February 12–19, 2014 By Mike Abramowitz, Director, Center for the Prevention of Genocide

Introduction

The Museum has been deeply concerned for some time over the shocking violence in Syria, the evidence of crimes against humanity, the risk of genocidal acts, and the displacement of some 9 million Syrians from their homes—a disaster that is causing a nation to implode while threatening to destabilize neighboring countries.

Simply put, Syria represents the gravest humanitarian catastrophe the world has faced since the Darfur crisis a decade ago and the Rwandan and Balkan tragedies two decades ago. It is a direct challenge to everyone committed to building a world without genocide and to confronting massive state-directed violence against innocent civilians.

“Syria represents the gravest humanitarian catastrophe the world has faced in decades.”

Though the Museum has been monitoring the situation since the beginning of the civil war three years ago and issued periodic statements and a report last year on the sectarian turn in the war, the staff of the Center for the Prevention of Genocide felt it imperative that we get a closer look at the situation in order to better inform our activities and outreach.
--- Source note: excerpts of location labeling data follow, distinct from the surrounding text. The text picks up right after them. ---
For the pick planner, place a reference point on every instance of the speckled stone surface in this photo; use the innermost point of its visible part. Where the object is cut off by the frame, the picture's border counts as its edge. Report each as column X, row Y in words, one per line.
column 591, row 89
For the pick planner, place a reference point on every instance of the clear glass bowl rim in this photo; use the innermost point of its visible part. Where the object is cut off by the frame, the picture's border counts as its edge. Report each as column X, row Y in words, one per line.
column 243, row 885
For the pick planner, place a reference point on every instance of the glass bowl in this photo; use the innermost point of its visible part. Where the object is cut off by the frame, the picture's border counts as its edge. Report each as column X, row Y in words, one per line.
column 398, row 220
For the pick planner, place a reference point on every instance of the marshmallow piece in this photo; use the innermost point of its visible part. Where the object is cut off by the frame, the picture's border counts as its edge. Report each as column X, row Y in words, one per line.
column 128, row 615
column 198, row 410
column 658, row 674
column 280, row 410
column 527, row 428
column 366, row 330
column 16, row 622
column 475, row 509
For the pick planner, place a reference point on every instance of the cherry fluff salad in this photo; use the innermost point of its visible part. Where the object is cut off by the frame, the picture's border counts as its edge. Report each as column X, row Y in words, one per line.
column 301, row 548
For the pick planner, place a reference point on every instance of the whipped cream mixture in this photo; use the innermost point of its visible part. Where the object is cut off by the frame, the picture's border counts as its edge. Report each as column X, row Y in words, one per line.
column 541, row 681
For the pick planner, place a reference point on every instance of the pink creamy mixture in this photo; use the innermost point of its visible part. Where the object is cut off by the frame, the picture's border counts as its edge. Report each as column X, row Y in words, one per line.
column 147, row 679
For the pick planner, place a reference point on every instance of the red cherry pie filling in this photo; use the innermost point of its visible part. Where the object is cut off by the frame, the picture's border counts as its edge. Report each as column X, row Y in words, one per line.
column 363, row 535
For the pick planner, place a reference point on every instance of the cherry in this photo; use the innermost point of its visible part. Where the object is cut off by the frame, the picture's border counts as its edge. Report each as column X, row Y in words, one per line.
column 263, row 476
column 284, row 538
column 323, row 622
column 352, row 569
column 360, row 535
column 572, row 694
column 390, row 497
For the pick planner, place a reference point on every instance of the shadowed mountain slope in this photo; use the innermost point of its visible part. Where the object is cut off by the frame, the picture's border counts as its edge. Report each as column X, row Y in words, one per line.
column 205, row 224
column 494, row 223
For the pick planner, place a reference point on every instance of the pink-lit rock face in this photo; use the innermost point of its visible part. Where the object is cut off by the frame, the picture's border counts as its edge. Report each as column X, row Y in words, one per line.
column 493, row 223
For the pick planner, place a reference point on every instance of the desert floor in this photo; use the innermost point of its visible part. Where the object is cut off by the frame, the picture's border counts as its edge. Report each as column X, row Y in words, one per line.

To that end, the Museum recently sent a delegation to Jordan, which is on the front lines of the crisis, having opened its borders to close to 600,000 refugees—mainly Sunni—fleeing the conflict and chaos inside Syria. The delegation included myself; Michael Gerson, a former member of the Museum’s Council and a Washington Post columnist whose writings about the trip can be found online:

The delegation’s visit was facilitated by the United Nations High Commissioner for Refugees, which is responsible for handling the refugee crisis. We also received assistance from the Jordanian government and the US State Department. During four days on the ground, we spoke with Jordanian officials, the US ambassador, and numerous humanitarian groups involved in the massive international response to the crisis, which has been largely effective in stabilizing the situation in Jordan and other host countries.

Most important, we met with refugees in apartments in Amman, visited the Zaatari refugee camp (home to about 100,000 Syrians), and traveled to the eastern part of Jordan’s border with Syria, where we had the opportunity to talk directly with Sunni refugee families fleeing cities in the middle of the conflict like Homs, Aleppo, Dara’a, and suburbs of Damascus. Their stories left us in little doubt that targeting and eliminating civilians in Sunni neighborhoods perceived as strategically important to the Assad regime is an unstated goal of the government’s military strategy.